Der so genannte assistierte Suizid wird derzeit intensiv diskutiert. Nach deutschem Recht darf der Einzelne seinem Leben ein Ende setzen. Juristisch konsequent gilt die Straffreiheit ebenfalls für die Hilfe zu einem freiverantwortlichen Suizid. Es gibt nun in jüngerer Zeit Bestrebungen, die gewerbsmäßige Förderung der Selbsttötung unter Strafe zu stellen. Auch dieses Thema muss differenziert betrachtet werden. Der von der Bundesregierung hierzu vorgelegte Vorschlag leistet das nicht ausreichend. Bei Bündnis 90/Die Grünen wird diskutiert, ob bestimmte Vorgehensweisen bei der Suizidhilfe strafwürdig sein können, beispielsweise die Verleitung von nur unzureichend informierten Menschen zur Selbsttötung. Wenn also Menschen, die über die Möglichkeit der Schmerzlinderung am Lebensende und über Angebote der Sterbebegleitung der Hospize nicht aufgeklärt sind, dazu gebracht werden, Suizid zu begehen, dann kann das Rechtsgut Leben derart verletzt sein, dass über einen strafrechtlichen Schutz dieser Menschen vor Einflussnahme von außen nachgedacht werden muss.

Aktive Sterbehilfe

Die steigende Zustimmung zur aktiven Sterbehilfe muss unserer Meinung nach im Zusammenhang mit der öffentlichen Diskussion über Missstände in unserem Gesundheits- und Pflegesystem gesehen werden. Auch die kaum entwickelte gesellschaftliche Auseinandersetzung mit den Themen Krankheit, Sterben und Tod im Sinne einer Kultur des Sterbens befördert die Furcht vor einem fremdbestimmten und unwürdigen Sterben. Bündnis 90/Die Grünen setzen sich für eine vorsorgende und vorausschauende Versorgungsstruktur ein, die sich an den individuellen Wünschen und Bedürfnissen, aber auch an den Wertvorstellungen der Patienten und ihrer Angehörigen orientiert.

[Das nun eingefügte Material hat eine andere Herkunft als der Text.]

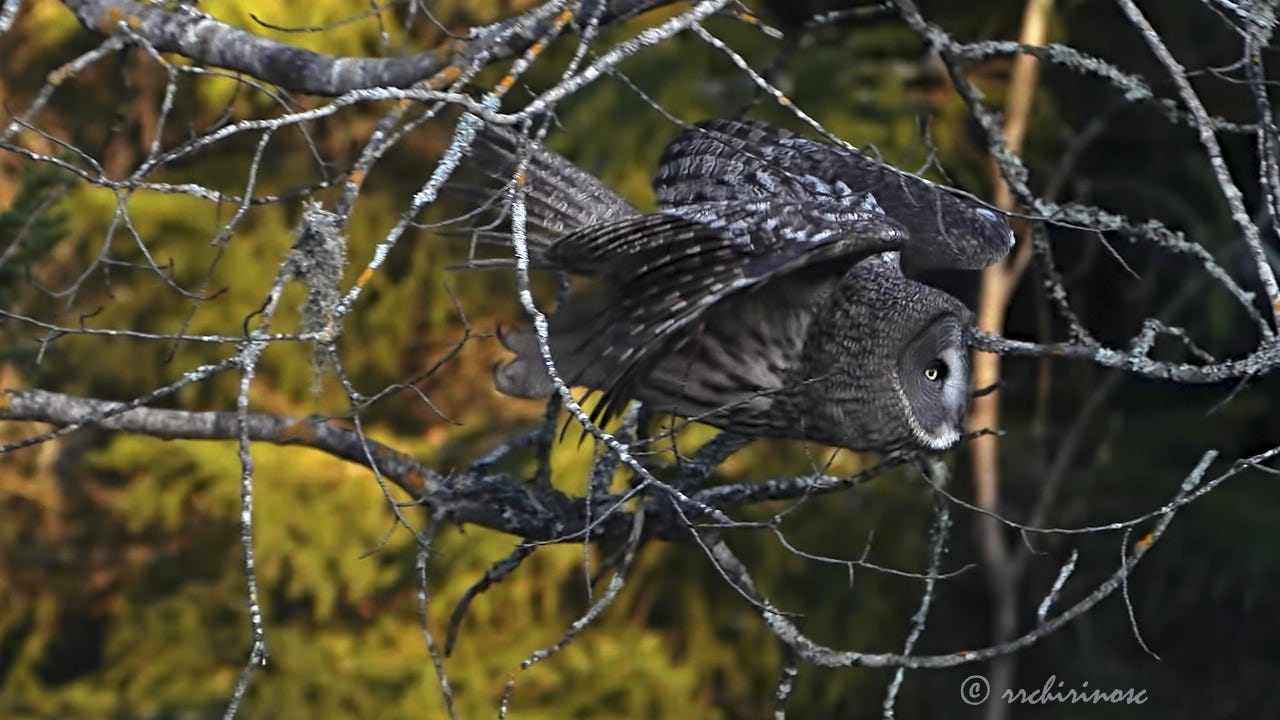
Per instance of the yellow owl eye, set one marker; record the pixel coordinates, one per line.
(935, 370)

Unabhängig von Verbotsfragen ist für uns wichtig, dass noch mehr unternommen wird, den Menschen die Angst vor unerträglichen Schmerzen und vor einem qualvollen Tod zu nehmen. Dazu gehört, die Palliativmedizin und die Hospizbewegung weiter zu stärken und deren Angebote noch bekannter zu machen.

Organentnahme von toten Spendern

Die kürzlich beschlossene Erklärungslösung ist der richtige Weg, um die Organspendebereitschaft zu erhöhen und sollte beibehalten werden.

Gottesbezug im Grundgesetz und einer zukünftigen europäischen Verfassung

Ein Gottesbezug – auch im deutschen Grundgesetz – ist nicht mehr zeitgemäß. Er sollte gestrichen werden. In der EU-Grundrechtecharta heißt es: „In dem Bewusstsein ihres geistig-religiösen und sittlichen Erbes gründet sich die Union auf die unteilbaren und universellen Werte der Würde des Menschen, der Freiheit, der Gleichheit und der Solidarität. Sie beruht auf den Grundsätzen der Demokratie und der Rechtsstaatlichkeit. Sie stellt die Person in den Mittelpunkt ihres Handelns, indem sie die Unionsbürgerschaft und einen Raum der Freiheit, der Sicherheit und des Rechts begründet.“ Dies betrachten wir als großen Fortschritt und als gelungene Verständigung auf dem Weg zu einer vertieften Europäischen Union.